Drittes Thema war der Ausbildungsmarkt. Thematisiert wurde vor allem die Problematik, der weiterhin dringend notwendigen Stärkung der dualen Ausbildung. Diskutiert wurde unter anderem die Verbesserung der Ausbildungsqualität, die Ausbildungsbeteiligung der ausbildungsberechtigten Betriebe, die Bereitschaft der Unternehmen, auch schwächere Bewerberinnen und Bewerber einzustellen sowie frühzeitig Ausbildungsverträge abzuschließen.

An diese Diskussion wurde mit der Beiratssitzung am 15.11.2017 angeknüpft. Dabei wurde eine Bilanz auf dem Ausbildungsmarkt 2016/2017 gezogen. Hierbei konnten einerseits eine deutliche Steigerung der bei den Agenturen für Arbeit gemeldeten betrieblichen Ausbildungsstellen im Vergleich zu Vorjahren, andererseits aber auch zunehmende Passungsprobleme auf dem Ausbildungsmarkt konstatiert werden.

Darüber hinaus wurde über Ansätze zur Fachkräftesicherung diskutiert und über geschäftspolitische Schwerpunkte im Jahr 2018 informiert.

Bündnis für Fachkräftesicherung

In der Sitzung am 5. Dezember 2017 wurden drei Schwerpunktthemen behandelt: (1) Die Entwicklung des Brandenburger Bündnis für Gute Arbeit und die Kooperation des Landes Brandenburg mit dem WZB wurden vorgestellt. (2) Herr Dr. Kampe (WFBB Arbeit) präsentierte aktuelle, erste Ergebnisse der Studie „Arbeit 4.0 in Brandenburg“. Demnach lassen sich erste Tendenzen der digitalisierten Arbeitswelt in Brandenburg  erkennen: Der Digitalisierungsprozess wird kein Jobkiller im Land Brandenburg werden, sondern es werden vor allem qualitative Effekte erwartet. Innerbetriebliche Modernisierungsprozesse der Arbeitsorganisation sind erforderlich und Qualifizierungsbedarfe erhöhen sich. (3) Eine Fachgesprächsreihe zur Gewinnung von ausländischen Fachkräften ist durch das MASGF gemeinsam mit dem MdJEV begonnen worden. Anknüpfend an die Internationalisierungsstrategie des Landes ist die Zuwanderung ein wichtiges Querschnittthema der Fachkräftestrategie. Ziel der Gesprächsreihe ist es, die Potenziale der qualifizierten Zuwanderung durch zur Deckung des demographisch bedingten Fachkräftebedarfs zu eruieren. Aktuell werden vorhandene Angebote und Unterstützungsansätze zusammengetragen. Einer betrieblichen Willkommenskultur kommt bei der Gewinnung ausländischer Fachkräfte eine besondere Bedeutung zu.

Landesausschuss für Berufsbildung (LAB), Unterausschuss „Assistierte Ausbildung“

In der Sitzung des Landesausschusses für Berufsbildung vom 29. November 2017 wurde unter anderem aus dem Unterausschuss Assistierte Ausbildung berichtet. Im Mittelpunkt stand das Landesprogramm „Assistierte Ausbildung Brandenburg“, das seit Oktober 2017 die reguläre Assistierte Ausbildung (AsA) ergänzt. Das Land macht damit von der nach § 130 SGB III Absatz 8 eingeräumten Möglichkeit Gebrauch, das Instrument der Assistierten Ausbildung landesspezifisch zu modifizieren.
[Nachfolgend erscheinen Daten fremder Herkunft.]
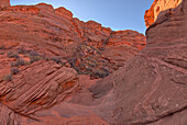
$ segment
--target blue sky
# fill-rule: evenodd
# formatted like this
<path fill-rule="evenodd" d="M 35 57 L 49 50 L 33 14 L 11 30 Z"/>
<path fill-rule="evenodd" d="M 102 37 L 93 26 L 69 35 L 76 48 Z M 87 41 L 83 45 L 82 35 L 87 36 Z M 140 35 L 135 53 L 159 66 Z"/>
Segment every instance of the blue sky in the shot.
<path fill-rule="evenodd" d="M 45 2 L 54 8 L 65 7 L 81 21 L 94 20 L 112 30 L 145 33 L 144 13 L 154 0 L 10 0 L 15 4 Z"/>

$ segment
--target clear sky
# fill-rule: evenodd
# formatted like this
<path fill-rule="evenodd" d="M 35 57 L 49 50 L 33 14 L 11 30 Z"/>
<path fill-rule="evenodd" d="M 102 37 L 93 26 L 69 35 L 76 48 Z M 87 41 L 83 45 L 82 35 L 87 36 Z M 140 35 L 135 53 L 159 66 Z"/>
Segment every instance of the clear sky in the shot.
<path fill-rule="evenodd" d="M 45 2 L 54 8 L 65 7 L 81 21 L 94 20 L 112 30 L 133 30 L 144 33 L 145 10 L 154 0 L 10 0 L 15 4 Z"/>

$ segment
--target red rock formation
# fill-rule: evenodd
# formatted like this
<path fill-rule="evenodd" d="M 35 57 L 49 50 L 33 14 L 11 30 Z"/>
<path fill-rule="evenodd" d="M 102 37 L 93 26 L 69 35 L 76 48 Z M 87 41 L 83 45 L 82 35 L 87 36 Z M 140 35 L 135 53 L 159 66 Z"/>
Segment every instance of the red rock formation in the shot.
<path fill-rule="evenodd" d="M 187 123 L 187 0 L 147 29 L 147 46 L 92 87 L 95 98 L 114 90 L 114 124 Z M 113 88 L 113 89 L 112 89 Z"/>
<path fill-rule="evenodd" d="M 180 2 L 182 0 L 154 0 L 150 10 L 145 11 L 144 19 L 145 19 L 146 27 L 148 27 L 156 21 L 160 12 L 170 9 L 170 8 L 175 8 Z"/>
<path fill-rule="evenodd" d="M 78 75 L 74 69 L 62 68 L 54 61 L 22 67 L 12 81 L 0 84 L 0 123 L 13 125 L 20 116 L 36 120 L 34 112 L 61 103 L 76 89 Z"/>
<path fill-rule="evenodd" d="M 79 21 L 65 8 L 53 9 L 46 3 L 6 8 L 0 19 L 0 41 L 16 43 L 11 50 L 24 48 L 47 58 L 58 56 L 68 60 L 79 73 L 92 78 L 113 72 L 146 45 L 143 34 L 113 32 L 95 21 Z"/>

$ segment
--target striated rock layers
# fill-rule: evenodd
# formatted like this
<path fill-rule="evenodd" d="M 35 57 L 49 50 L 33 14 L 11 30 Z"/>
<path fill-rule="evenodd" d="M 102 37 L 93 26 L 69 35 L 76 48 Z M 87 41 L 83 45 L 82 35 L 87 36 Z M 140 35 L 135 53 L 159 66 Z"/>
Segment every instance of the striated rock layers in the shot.
<path fill-rule="evenodd" d="M 19 125 L 21 116 L 37 121 L 36 111 L 61 103 L 78 87 L 77 72 L 54 61 L 22 67 L 12 81 L 0 83 L 0 124 Z"/>
<path fill-rule="evenodd" d="M 148 27 L 156 21 L 160 12 L 170 9 L 170 8 L 175 8 L 180 2 L 182 0 L 154 0 L 150 10 L 145 11 L 144 19 L 145 19 L 146 27 Z"/>
<path fill-rule="evenodd" d="M 183 0 L 147 29 L 147 46 L 138 56 L 91 88 L 96 98 L 114 88 L 114 124 L 187 123 L 186 22 L 187 0 Z"/>
<path fill-rule="evenodd" d="M 0 8 L 10 7 L 10 0 L 1 0 Z"/>
<path fill-rule="evenodd" d="M 107 77 L 146 46 L 145 36 L 135 31 L 114 32 L 45 3 L 1 9 L 0 36 L 0 47 L 7 52 L 34 50 L 45 58 L 65 59 L 91 78 Z"/>

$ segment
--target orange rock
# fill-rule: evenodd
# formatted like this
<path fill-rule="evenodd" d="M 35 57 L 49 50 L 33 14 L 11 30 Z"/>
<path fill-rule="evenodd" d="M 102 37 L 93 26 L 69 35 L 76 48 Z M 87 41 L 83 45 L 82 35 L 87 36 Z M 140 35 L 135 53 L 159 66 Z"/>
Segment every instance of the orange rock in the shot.
<path fill-rule="evenodd" d="M 3 8 L 3 7 L 10 7 L 10 0 L 1 0 L 0 8 Z"/>
<path fill-rule="evenodd" d="M 90 88 L 94 98 L 113 92 L 116 125 L 187 123 L 187 0 L 161 12 L 147 29 L 146 47 Z"/>
<path fill-rule="evenodd" d="M 175 8 L 180 2 L 182 2 L 182 0 L 154 0 L 150 10 L 145 11 L 144 19 L 145 19 L 146 27 L 148 27 L 156 21 L 161 11 L 164 11 L 164 10 L 167 10 L 170 8 Z"/>

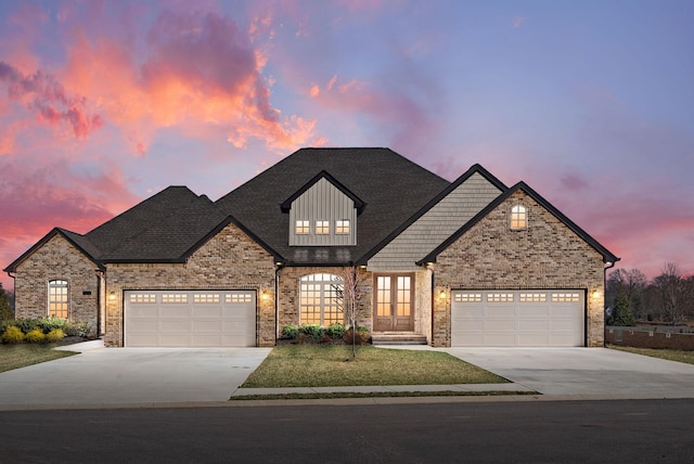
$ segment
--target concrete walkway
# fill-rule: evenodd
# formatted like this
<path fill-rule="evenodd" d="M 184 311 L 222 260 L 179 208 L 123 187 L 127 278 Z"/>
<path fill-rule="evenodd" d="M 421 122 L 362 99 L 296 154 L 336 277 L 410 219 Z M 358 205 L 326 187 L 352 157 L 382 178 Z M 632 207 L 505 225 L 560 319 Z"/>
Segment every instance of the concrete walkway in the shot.
<path fill-rule="evenodd" d="M 511 381 L 490 385 L 240 388 L 270 348 L 103 348 L 99 340 L 62 349 L 78 356 L 0 373 L 0 410 L 229 404 L 248 395 L 400 391 L 539 391 L 516 399 L 694 398 L 694 365 L 605 348 L 430 348 Z M 465 397 L 440 400 L 460 400 Z M 394 398 L 394 400 L 396 400 Z M 397 398 L 423 401 L 422 398 Z M 233 403 L 255 403 L 241 401 Z M 267 402 L 266 402 L 267 403 Z"/>

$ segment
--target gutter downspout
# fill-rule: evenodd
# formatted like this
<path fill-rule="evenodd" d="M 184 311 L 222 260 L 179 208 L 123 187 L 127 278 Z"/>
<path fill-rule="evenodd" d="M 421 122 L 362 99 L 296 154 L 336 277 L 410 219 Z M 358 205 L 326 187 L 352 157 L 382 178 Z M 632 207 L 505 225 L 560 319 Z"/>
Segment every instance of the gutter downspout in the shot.
<path fill-rule="evenodd" d="M 617 258 L 614 262 L 611 262 L 609 266 L 603 268 L 603 299 L 605 298 L 605 294 L 607 293 L 607 270 L 614 268 L 619 261 Z M 605 301 L 603 300 L 603 321 L 605 320 Z M 603 326 L 604 332 L 604 326 Z M 603 336 L 603 347 L 605 346 L 605 337 Z"/>

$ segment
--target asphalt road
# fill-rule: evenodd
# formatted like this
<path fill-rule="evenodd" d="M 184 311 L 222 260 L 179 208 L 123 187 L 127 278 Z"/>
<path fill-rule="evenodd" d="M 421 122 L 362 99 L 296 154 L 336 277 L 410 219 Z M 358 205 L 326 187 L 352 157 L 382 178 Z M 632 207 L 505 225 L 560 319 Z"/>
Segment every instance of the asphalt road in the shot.
<path fill-rule="evenodd" d="M 0 462 L 691 463 L 694 400 L 0 412 Z"/>

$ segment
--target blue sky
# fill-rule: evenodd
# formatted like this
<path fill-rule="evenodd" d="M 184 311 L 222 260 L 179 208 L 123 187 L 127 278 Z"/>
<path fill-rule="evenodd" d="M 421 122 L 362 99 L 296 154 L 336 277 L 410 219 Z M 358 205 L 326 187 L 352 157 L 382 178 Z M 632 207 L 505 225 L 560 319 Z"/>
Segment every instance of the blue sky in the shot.
<path fill-rule="evenodd" d="M 3 1 L 0 259 L 170 184 L 216 199 L 301 146 L 389 146 L 526 181 L 624 268 L 692 273 L 693 22 L 674 0 Z"/>

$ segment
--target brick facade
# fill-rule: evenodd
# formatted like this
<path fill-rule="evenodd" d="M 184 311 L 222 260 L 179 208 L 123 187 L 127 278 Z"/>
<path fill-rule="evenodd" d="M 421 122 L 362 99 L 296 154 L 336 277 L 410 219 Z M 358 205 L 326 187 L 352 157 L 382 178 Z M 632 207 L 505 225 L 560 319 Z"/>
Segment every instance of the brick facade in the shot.
<path fill-rule="evenodd" d="M 14 278 L 16 318 L 48 317 L 48 283 L 67 281 L 67 319 L 99 327 L 98 266 L 60 234 L 17 265 Z"/>
<path fill-rule="evenodd" d="M 527 230 L 510 229 L 515 205 L 528 208 Z M 587 345 L 604 345 L 602 255 L 522 190 L 440 253 L 434 275 L 434 295 L 448 298 L 434 298 L 433 346 L 450 346 L 451 289 L 465 288 L 586 289 Z"/>
<path fill-rule="evenodd" d="M 230 223 L 183 265 L 108 265 L 105 346 L 123 346 L 123 294 L 129 289 L 255 289 L 256 340 L 274 346 L 274 259 Z M 267 297 L 264 297 L 266 295 Z"/>

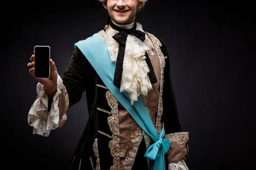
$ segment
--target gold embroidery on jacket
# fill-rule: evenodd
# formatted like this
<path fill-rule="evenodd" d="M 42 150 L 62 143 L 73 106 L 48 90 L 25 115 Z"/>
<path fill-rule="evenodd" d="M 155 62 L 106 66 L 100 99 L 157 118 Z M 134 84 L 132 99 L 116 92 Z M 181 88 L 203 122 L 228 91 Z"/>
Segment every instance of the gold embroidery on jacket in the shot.
<path fill-rule="evenodd" d="M 93 166 L 93 160 L 92 159 L 92 157 L 91 156 L 90 157 L 90 161 L 91 162 L 91 164 L 92 165 L 92 168 L 93 170 L 94 170 L 94 167 Z"/>
<path fill-rule="evenodd" d="M 111 113 L 108 110 L 103 110 L 102 109 L 101 109 L 100 108 L 97 108 L 97 109 L 99 110 L 99 111 L 101 111 L 102 112 L 105 112 L 105 113 L 108 113 L 109 114 L 111 114 Z"/>
<path fill-rule="evenodd" d="M 108 137 L 110 139 L 112 138 L 111 136 L 110 135 L 108 135 L 108 134 L 105 133 L 103 132 L 102 132 L 101 131 L 98 130 L 98 132 L 99 132 L 100 133 L 102 134 L 103 135 L 105 135 L 105 136 Z"/>
<path fill-rule="evenodd" d="M 189 141 L 189 132 L 181 132 L 168 134 L 165 135 L 165 138 L 172 143 L 175 142 L 180 146 L 182 146 Z"/>
<path fill-rule="evenodd" d="M 160 47 L 162 46 L 161 42 L 154 35 L 147 33 L 149 35 L 149 37 L 152 40 L 160 60 L 160 67 L 161 67 L 161 80 L 160 81 L 160 91 L 159 92 L 159 98 L 158 99 L 158 107 L 157 108 L 157 121 L 156 122 L 156 128 L 158 133 L 160 135 L 160 132 L 162 130 L 162 125 L 161 124 L 161 118 L 163 114 L 163 69 L 165 67 L 165 60 L 163 54 L 161 51 Z"/>
<path fill-rule="evenodd" d="M 99 150 L 98 150 L 98 139 L 96 138 L 93 144 L 93 152 L 94 155 L 96 157 L 96 167 L 95 170 L 100 170 L 100 166 L 99 165 Z"/>
<path fill-rule="evenodd" d="M 62 115 L 61 117 L 60 117 L 60 119 L 59 120 L 59 125 L 58 127 L 58 128 L 62 127 L 67 120 L 67 111 L 68 106 L 69 106 L 69 99 L 68 98 L 68 94 L 67 94 L 67 93 L 66 93 L 66 95 L 65 95 L 65 101 L 66 101 L 66 103 L 65 104 L 65 107 L 64 108 L 64 113 Z"/>
<path fill-rule="evenodd" d="M 113 165 L 111 167 L 111 170 L 116 170 L 116 167 L 119 167 L 120 164 L 119 158 L 120 136 L 118 118 L 118 103 L 117 100 L 109 91 L 108 91 L 106 92 L 106 98 L 108 105 L 111 108 L 111 115 L 108 117 L 108 123 L 110 130 L 112 133 L 112 139 L 109 141 L 108 144 L 111 155 L 113 158 Z"/>

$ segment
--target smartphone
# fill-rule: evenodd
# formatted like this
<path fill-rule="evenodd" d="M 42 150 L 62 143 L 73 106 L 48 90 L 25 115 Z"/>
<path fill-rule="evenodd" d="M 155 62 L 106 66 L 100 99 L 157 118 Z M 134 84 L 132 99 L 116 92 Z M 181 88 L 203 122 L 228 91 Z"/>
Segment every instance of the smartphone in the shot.
<path fill-rule="evenodd" d="M 50 77 L 50 50 L 49 46 L 34 47 L 35 78 Z"/>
Worin unterscheidet sich die Landesförderung von der regulären Förderung der Bundesagentur für Arbeit? In Abstimmung mit der Regionaldirektion Berlin-Brandenburg der BA bietet das Landesprogramm eine erweiterten Zielgruppe Zugang zu den Unterstützungsleistungen der Assistierten Ausbildung. Entscheidend sind eine zumindest absehbare Ausbildungsreife und ein vorhandenes Ausbildungsinteresse. Es gibt keine Einschränkungen, was das Alter oder den Aufenthaltsstatus der Teilnehmenden betrifft. Auch steht die Förderung aus Mitteln des Landes Brandenburg den bisher von der Förderung ausgeschlossenen Auszubildenden in der einjährigen landesrechtlich geregelten Altenpflegehilfe- und Krankenpflegehilfeausbildung offen sowie den Auszubildenden in der Gesundheits- und Krankenpflege. Betriebe können ebenfalls bereits vor der Ausbildung begleitet werden, um betriebliche Erprobungs- und Unterstützungsmöglichkeiten zu entwickeln.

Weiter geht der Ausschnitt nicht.